The Wibiya business enabled publishers to integrate toolbars on their websites that let users do things like share links on social networks; translate pages into different languages; or offer free apps, games and video galleries — all in the name of getting users to spend more time on the site.

Wibiya — an Israeli company founded in 2008 — was conspicuously absent from both $1.4 billion Conduit’s communications when it was splitting into two in July, and its reverse takeover of Perion in September. At the time of the Wibiya acquisition in 2011, we reported that its toolbars were on around 120,000 sites, reaching some 200 million unique users. Those numbers have grown, but not by much: It’s now used by some 150,000 publishers reaching some 285 million uniques.

It’s not exactly clear, but it may have been that this business simply was not generating meaningful enough revenue, or growing fast enough, for the company. It wouldn’t be the first toolbar to shut down after getting acquired. The same thing happened to website toolbar creator Meebo about a year after Google bought it.

Both Wibiya letters, to customers and to employees, are below.

wibiya closure

Dear employees,

As you know, the decision to separate the company reflects a newly focused objective for Conduit – including a shift in product strategy – which has implications beyond Client Connect. One of those is that maintaining Wibiya as a free-standing business no longer fits where we are headed.

We acquired Wibiya as a complementary solution for our toolbar business; they delivered publisher solutions within a site, while our toolbars did that outside the site. Now that the toolbar business is no longer a focus, it’s clear that Wibiya, as a business unit, lacks a strategic role for us.

However, there is great technology, human experience and capabilities within Wibiya, and we’re in the process of integrating many of these into the existing Conduit businesses. This will enable us to use much of Wibiya’s technology and skills in our existing and planned products. Wibiya is comprised of a strong team of talented individuals from various disciplines and we look forward to finding them exciting positions within Conduit.

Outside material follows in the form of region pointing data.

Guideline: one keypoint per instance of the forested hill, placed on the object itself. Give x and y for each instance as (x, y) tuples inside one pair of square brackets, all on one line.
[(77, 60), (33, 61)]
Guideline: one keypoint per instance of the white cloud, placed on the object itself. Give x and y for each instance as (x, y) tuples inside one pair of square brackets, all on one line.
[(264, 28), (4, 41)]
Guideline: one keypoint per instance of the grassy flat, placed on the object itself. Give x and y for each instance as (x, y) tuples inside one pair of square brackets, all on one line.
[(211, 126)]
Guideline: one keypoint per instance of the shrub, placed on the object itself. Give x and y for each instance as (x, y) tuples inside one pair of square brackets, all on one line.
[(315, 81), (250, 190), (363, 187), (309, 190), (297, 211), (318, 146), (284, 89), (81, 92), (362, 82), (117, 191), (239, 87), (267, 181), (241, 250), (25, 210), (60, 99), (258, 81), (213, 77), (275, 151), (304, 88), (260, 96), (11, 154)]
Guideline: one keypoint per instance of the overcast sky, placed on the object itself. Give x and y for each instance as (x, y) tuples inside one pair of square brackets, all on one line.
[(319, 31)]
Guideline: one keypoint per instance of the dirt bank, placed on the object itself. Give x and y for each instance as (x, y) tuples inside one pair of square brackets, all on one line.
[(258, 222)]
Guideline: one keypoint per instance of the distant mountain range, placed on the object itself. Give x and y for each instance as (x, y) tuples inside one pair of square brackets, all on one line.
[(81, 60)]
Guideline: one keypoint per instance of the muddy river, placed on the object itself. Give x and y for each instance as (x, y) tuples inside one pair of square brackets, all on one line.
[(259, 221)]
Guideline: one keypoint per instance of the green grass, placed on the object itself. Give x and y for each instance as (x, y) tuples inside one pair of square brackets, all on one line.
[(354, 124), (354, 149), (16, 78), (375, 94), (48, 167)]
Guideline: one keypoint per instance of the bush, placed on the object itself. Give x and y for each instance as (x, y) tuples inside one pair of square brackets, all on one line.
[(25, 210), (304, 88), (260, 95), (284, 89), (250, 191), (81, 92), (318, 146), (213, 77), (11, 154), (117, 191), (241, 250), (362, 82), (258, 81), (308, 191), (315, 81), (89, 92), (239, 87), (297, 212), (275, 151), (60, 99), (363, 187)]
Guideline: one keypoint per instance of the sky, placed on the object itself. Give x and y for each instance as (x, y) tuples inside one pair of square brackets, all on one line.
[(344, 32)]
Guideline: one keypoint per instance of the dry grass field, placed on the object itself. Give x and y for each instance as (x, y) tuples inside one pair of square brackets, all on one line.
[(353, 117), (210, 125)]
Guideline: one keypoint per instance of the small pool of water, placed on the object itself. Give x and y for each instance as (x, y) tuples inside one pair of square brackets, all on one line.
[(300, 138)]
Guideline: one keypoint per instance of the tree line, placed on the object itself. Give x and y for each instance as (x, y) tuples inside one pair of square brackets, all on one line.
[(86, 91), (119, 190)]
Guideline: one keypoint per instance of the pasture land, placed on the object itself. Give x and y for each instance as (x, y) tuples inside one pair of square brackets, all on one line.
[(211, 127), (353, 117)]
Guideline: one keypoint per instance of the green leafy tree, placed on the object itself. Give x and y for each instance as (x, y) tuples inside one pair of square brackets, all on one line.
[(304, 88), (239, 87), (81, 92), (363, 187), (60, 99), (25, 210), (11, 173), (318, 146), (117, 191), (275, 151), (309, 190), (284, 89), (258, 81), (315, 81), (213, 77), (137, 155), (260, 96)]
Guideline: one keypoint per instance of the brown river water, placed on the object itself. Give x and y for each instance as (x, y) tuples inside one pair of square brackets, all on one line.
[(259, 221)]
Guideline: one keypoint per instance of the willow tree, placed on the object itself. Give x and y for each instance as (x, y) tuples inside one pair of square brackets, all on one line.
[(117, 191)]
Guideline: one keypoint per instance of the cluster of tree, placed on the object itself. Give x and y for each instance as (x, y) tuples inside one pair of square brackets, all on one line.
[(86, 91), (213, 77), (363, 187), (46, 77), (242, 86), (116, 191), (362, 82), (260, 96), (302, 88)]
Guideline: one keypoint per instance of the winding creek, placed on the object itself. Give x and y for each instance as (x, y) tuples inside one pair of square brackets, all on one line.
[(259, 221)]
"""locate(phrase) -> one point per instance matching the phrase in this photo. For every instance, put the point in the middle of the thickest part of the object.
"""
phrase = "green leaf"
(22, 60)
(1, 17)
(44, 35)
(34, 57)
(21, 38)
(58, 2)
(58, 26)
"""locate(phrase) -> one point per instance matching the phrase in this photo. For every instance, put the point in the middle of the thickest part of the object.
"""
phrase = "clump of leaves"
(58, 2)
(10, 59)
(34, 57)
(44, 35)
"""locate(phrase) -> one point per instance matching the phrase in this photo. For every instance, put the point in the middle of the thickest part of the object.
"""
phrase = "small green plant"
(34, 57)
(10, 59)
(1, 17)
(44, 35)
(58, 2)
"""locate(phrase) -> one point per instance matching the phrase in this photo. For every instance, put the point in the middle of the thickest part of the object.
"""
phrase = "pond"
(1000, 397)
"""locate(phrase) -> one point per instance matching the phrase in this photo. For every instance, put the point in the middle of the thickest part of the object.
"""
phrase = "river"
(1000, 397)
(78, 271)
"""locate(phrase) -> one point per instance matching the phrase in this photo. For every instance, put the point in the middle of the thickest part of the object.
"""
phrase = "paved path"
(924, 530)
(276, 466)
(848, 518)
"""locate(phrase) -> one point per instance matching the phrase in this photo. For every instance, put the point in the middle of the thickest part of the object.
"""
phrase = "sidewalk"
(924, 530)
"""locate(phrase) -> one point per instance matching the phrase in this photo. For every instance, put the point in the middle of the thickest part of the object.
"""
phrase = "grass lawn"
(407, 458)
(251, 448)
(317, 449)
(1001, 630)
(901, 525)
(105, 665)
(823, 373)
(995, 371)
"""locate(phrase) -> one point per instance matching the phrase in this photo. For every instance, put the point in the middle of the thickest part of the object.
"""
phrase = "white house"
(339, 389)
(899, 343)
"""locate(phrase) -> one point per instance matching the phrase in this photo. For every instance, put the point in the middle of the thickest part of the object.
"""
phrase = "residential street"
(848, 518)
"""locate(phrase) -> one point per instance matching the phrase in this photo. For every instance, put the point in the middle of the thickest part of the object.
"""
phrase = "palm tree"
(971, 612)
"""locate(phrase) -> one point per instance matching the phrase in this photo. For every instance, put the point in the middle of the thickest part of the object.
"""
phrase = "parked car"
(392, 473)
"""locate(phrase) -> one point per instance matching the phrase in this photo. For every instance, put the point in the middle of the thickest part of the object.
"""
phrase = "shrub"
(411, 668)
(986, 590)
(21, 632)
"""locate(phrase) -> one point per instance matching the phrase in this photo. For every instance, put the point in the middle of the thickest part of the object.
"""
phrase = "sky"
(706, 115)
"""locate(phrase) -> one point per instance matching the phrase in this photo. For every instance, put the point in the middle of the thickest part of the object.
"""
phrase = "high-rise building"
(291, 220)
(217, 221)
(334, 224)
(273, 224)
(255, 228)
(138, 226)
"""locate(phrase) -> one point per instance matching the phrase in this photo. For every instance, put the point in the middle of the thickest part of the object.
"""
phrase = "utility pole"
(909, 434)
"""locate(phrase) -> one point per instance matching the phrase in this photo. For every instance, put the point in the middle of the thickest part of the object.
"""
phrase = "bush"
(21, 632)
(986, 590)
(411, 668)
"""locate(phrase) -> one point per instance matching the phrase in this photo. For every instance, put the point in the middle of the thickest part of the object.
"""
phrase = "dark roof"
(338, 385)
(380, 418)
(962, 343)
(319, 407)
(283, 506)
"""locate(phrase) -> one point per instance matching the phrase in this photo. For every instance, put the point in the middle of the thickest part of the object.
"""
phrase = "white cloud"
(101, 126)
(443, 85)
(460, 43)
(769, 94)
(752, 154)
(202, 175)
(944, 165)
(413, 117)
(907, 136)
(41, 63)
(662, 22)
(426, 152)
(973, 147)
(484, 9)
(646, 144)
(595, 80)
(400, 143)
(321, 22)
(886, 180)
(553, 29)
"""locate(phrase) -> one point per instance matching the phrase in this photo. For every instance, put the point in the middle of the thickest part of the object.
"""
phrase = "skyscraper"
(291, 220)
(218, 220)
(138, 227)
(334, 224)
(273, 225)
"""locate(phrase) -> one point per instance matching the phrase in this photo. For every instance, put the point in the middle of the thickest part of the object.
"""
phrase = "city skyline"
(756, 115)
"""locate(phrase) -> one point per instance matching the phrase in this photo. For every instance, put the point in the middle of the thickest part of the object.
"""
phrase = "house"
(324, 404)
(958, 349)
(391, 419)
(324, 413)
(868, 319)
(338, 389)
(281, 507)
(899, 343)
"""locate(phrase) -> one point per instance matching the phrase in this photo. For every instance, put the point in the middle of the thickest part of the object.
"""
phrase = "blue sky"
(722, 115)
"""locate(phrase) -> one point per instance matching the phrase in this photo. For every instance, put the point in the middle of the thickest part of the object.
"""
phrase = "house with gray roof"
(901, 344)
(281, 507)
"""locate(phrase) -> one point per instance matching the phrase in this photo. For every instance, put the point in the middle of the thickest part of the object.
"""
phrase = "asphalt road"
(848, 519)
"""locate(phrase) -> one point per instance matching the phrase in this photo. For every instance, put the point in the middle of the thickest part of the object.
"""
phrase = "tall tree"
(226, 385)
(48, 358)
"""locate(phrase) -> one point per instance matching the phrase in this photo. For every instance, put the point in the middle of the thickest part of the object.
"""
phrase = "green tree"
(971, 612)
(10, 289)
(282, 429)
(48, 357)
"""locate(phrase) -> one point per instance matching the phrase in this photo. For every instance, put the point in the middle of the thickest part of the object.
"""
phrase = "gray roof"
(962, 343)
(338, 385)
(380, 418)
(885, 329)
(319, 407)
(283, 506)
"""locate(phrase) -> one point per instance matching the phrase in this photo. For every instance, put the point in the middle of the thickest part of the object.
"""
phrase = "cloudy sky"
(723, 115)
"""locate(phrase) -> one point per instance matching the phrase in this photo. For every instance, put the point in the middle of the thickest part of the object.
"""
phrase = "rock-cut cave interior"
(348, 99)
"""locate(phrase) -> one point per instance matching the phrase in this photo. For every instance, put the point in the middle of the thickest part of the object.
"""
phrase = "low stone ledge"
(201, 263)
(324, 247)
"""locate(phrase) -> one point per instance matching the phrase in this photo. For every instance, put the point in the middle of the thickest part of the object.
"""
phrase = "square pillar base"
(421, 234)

We will carefully and thoughtfully wind the brand down between now and the end of this year, as part of our overall preparation for life after the separation.

This decision has not been easy for Wibiya’s founders or myself but as always Dror, Daniel and Avi are true leaders and product visionaries and understand the current situation and where we’re headed. They will remain with us to ensure the process is successful and I personally intend to remain close to them, in active dialogue, as they figure out their plans.

I want to personally thank the Wibiya founders and employees for their contribution to Conduit and look forward to seeing their future efforts come to fruition, whether within Conduit or elsewhere.